Казалось, что герой повторяет мою потаенную, воображаемую жизнь. Константин Сомов. Автопортрет в зеркале. 1934. Частное собрание
В соцсети постучался юзер с ником «Поэт настоящий». Такие вещи всегда вызывают ироническую улыбку. Скорее всего в активе «Поэта настоящего» в лучшем случае добротно подогнанные рифмы. Говоря о Дмитрии Воденникове, о «настоящести» никто не упоминает. Да и то, зачем говорить про очевидное, проявляющееся в каждом моменте жизни? Между прочим, сейчас готовится к выходу его книга «Бессмертная стрекоза». С Дмитрием ВОДЕННИКОВЫМ побеседовала Елена СЕМЕНОВА.
– Дмитрий, скажите, пожалуйста, бытовые вещи угнетают поэзию или ее питают? Обращаете ли вы внимание на мозаику неслучайных случайностей?
– Когда ко мне вернулись стихи – а я не писал десять лет, – я первым делом как раз принялся намывать кухню, что мне не свойственно.

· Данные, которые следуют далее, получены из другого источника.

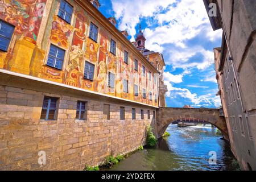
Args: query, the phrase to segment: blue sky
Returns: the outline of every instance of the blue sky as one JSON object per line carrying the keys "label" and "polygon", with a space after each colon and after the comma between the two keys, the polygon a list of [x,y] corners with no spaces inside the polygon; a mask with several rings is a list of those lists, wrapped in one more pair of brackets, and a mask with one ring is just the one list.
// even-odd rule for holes
{"label": "blue sky", "polygon": [[167,105],[218,107],[214,47],[221,30],[213,31],[203,0],[100,0],[100,11],[114,16],[119,30],[133,41],[141,23],[147,49],[163,53]]}

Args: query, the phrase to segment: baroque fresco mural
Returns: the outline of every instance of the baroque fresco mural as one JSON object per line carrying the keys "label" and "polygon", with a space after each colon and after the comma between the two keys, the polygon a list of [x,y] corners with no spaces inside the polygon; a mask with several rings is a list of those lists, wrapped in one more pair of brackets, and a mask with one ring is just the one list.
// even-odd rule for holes
{"label": "baroque fresco mural", "polygon": [[1,0],[0,19],[15,26],[14,34],[36,40],[47,0]]}
{"label": "baroque fresco mural", "polygon": [[[135,71],[135,57],[131,53],[129,64],[126,64],[126,48],[118,41],[116,55],[110,53],[110,32],[103,27],[99,27],[98,43],[89,38],[92,18],[73,1],[68,1],[74,6],[71,24],[57,15],[59,2],[49,6],[48,17],[43,16],[47,0],[0,0],[0,19],[15,27],[8,51],[0,51],[0,69],[157,106],[157,103],[149,101],[149,90],[154,100],[157,88],[153,78],[148,81],[148,68],[146,76],[143,76],[142,64],[138,60],[138,70]],[[41,32],[44,17],[48,22]],[[45,34],[42,43],[46,43],[46,49],[40,48],[41,43],[36,42],[39,34]],[[46,65],[51,44],[66,51],[61,70]],[[85,61],[95,65],[93,81],[84,78]],[[109,72],[115,75],[114,88],[108,86]],[[129,93],[123,92],[123,79],[129,81]],[[138,86],[138,96],[134,96],[134,84]],[[143,88],[146,89],[147,99],[143,98]]]}

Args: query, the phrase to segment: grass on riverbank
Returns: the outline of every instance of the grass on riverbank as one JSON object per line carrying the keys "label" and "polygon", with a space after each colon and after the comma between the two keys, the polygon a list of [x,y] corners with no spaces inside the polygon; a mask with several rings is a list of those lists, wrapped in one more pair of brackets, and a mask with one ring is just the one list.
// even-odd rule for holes
{"label": "grass on riverbank", "polygon": [[164,134],[163,135],[163,137],[167,137],[170,136],[171,136],[171,134],[168,131],[164,132]]}
{"label": "grass on riverbank", "polygon": [[152,131],[152,127],[148,126],[147,129],[147,138],[146,139],[146,146],[154,147],[158,143],[158,139]]}
{"label": "grass on riverbank", "polygon": [[84,169],[84,171],[99,171],[104,169],[109,169],[112,168],[114,165],[117,164],[119,162],[125,158],[127,158],[129,156],[135,153],[137,151],[139,150],[143,150],[143,147],[142,146],[140,146],[137,149],[135,150],[129,152],[126,154],[120,154],[117,155],[115,157],[114,157],[113,155],[109,155],[106,156],[104,162],[100,166],[96,166],[94,167],[90,167],[89,166],[86,166],[85,168]]}

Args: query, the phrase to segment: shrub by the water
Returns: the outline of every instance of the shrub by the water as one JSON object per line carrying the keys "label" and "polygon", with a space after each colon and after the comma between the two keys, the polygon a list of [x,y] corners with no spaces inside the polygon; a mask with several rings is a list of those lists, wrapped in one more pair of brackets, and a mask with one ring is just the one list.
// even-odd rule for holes
{"label": "shrub by the water", "polygon": [[139,148],[138,148],[138,150],[143,150],[143,146],[140,146]]}
{"label": "shrub by the water", "polygon": [[147,129],[147,138],[146,142],[147,146],[151,147],[155,147],[158,142],[158,140],[154,135],[151,127],[148,127]]}
{"label": "shrub by the water", "polygon": [[222,133],[221,133],[221,131],[219,129],[217,129],[217,131],[216,131],[216,135],[222,135]]}
{"label": "shrub by the water", "polygon": [[85,167],[85,171],[99,171],[100,169],[98,168],[98,166],[95,166],[95,167],[91,167],[91,166],[87,166]]}
{"label": "shrub by the water", "polygon": [[163,135],[163,137],[170,136],[171,136],[171,134],[168,131],[164,132],[164,134]]}

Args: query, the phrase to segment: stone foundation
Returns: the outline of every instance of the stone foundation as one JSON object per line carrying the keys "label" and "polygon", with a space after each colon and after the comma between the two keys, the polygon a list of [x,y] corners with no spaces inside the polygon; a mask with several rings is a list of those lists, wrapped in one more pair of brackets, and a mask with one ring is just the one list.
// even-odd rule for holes
{"label": "stone foundation", "polygon": [[[0,86],[1,170],[82,170],[108,155],[126,153],[143,144],[146,126],[154,125],[155,109],[71,92],[74,96]],[[56,121],[40,119],[44,96],[59,98]],[[88,102],[86,121],[75,119],[77,101]],[[110,105],[109,121],[103,114],[104,104]],[[120,106],[125,107],[123,121],[119,120]],[[132,120],[132,108],[136,108],[137,120]],[[144,110],[144,119],[141,119],[141,109]],[[45,165],[38,164],[40,151],[46,152]]]}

Трудно сказать, хотел ли я этим подкормить стихи или нет. Очень может быть, что с непривычки мне было сложно перенести встречу с силой, вдруг вспомнившей обо мне. Возможно, бытовые вещи, как вы их называете, не то что питают поэзию, а защищают нас от нее, как от спонтанного самовозгорания какой-нибудь хлебопечки. Вытягивать стишок – из темноты ли, из света ли или из какого-то черного квадрата у тебя над головой – значит, равно не испугаться ни этого света, ни беспричинного, бесцельного хаоса. В хаосе нет, конечно, никаких неслучайных случайностей, не с кем в этой пустоте перемигиваться, и текст, оставшийся на кухонном столе посреди бедствия уборки, только артефакт ничем не заслуженного счастья, которое, возможно, сгинет еще раньше нас.
– Можно ли сегодня сказать, что литература массово влияет на людей, повышает их культурный уровень?
– Массовое ушло вместе с XX веком. «Восстание масс» Ортега-и-Гассета не состоялось, а точнее, пошумели-пошумели, да и разошлись по своим смартфонам. Литература не может влиять на людей: она может только показать им потайную дверь, через которую они выйдут небольшой труппой кукольного театра, там еще с ними будет маленькая черная собачка, пудель. Выйдут для того, чтобы открыть новую страну. Это не вопрос повышения культурного уровня. Это попытка выхода. Поиска выхода. Если угодно, книга из XXI века, из нашего обещанного и долгожданного Нового Средневековья, должна быть подогнана под читателя, как свадебный костюм, и с этой единственной книгой под мышкой он, наш читатель, пойдет по Полю Чудес своей жизни, как Буратино с азбукой. Буратино не ходит строем, и нет у него никакого уровня, тем более культурного. Только воля к жизни, воля к кукольному театру впереди.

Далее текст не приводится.